How can a medical provider help me treat COVID-19 at home?
If you test positive for COVID-19, there are different treatment options to help minimize the effects of the virus on the body. Certain antiviral medicine (pills) may be available to help your body respond to the virus and recover more quickly.
- These pills require a prescription, but many pharmacies and clinics can give them to you. In some cases the pills are free. You can take these pills at home if you qualify.
- The sooner you start the medicine, the better it will work. It is important to go to a pharmacy or clinic quickly for this medicine. You will need to start taking the pills within 5 days after the first symptoms appear. Getting tested right away is important to ensure you can start treatments on time.

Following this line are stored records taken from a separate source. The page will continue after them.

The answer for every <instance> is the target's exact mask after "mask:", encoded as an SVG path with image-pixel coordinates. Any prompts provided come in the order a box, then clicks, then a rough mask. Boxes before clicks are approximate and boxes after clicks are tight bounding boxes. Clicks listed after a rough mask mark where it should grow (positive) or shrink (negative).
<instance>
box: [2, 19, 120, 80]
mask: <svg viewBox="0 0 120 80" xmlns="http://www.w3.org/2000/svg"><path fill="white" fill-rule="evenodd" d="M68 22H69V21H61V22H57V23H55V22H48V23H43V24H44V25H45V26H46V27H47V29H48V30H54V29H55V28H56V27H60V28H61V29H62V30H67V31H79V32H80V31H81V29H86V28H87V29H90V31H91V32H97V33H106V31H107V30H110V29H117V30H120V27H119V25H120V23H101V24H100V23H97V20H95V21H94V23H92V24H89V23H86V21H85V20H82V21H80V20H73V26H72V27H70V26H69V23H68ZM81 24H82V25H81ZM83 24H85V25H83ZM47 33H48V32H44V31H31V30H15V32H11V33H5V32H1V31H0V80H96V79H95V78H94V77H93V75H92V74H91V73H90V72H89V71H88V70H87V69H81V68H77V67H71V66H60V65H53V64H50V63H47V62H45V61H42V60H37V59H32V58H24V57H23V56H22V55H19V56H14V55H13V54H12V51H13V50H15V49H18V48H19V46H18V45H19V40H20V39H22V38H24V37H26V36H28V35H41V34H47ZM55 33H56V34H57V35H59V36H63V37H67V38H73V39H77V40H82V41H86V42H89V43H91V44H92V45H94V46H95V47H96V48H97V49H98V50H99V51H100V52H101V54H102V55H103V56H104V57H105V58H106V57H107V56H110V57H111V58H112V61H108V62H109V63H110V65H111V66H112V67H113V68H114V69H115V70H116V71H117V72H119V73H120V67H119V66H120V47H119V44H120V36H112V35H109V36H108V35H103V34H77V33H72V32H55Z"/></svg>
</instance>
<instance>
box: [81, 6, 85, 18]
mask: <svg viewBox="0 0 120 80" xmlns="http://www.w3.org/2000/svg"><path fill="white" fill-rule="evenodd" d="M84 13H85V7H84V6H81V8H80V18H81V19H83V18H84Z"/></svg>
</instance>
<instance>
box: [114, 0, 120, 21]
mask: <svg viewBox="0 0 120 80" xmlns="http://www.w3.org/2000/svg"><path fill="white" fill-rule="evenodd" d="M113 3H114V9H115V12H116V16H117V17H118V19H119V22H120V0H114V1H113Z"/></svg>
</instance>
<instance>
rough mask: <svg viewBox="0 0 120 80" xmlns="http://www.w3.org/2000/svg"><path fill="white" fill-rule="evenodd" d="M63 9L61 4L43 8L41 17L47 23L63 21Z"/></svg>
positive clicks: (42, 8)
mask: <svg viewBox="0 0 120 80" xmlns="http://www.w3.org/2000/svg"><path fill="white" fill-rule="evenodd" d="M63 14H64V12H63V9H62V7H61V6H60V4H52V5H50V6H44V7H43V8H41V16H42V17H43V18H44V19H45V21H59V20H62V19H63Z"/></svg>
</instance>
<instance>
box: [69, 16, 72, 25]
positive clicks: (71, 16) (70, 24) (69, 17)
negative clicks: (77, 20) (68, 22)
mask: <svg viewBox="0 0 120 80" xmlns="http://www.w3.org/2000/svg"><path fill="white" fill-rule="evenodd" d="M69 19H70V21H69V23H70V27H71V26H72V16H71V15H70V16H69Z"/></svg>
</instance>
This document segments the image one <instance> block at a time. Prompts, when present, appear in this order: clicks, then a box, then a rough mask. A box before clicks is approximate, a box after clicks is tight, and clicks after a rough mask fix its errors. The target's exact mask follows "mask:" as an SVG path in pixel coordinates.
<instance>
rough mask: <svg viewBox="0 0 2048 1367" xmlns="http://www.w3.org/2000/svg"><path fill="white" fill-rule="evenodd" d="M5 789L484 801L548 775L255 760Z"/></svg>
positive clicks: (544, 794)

- People who are pregnant or breastfeeding should talk to their doctors to see if this medicine is safe for them.
What treatments are available in a hospital?

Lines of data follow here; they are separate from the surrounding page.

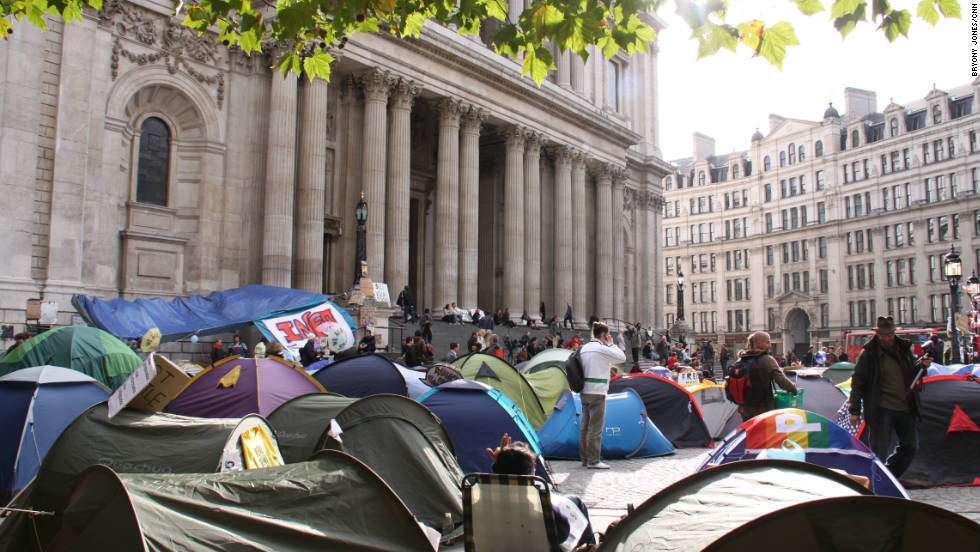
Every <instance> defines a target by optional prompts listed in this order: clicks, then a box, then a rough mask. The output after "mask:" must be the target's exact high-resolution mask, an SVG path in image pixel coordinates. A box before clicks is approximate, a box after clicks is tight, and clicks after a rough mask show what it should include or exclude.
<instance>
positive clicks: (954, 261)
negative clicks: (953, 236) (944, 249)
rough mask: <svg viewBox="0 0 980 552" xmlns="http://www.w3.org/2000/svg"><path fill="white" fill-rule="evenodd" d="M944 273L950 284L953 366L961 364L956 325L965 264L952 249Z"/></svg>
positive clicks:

If you get very ill and are hospitalized, there are more medicines available that will help your body fight the virus. Your doctors will determine what is right for you.
If medicines and treatments exist, does that mean vaccines are no longer necessary?
It is much safer to prevent yourself from getting sick in the first place by being vaccinated, rather than seeking treatment after you are already ill. Once you get ill, you could have severe complications that cause hospitalization or death even if you get treatment.
If you are not up-to-date on your vaccines, you can get a shot after you recover from COVID-19. Ask your doctor about when you can get a vaccine.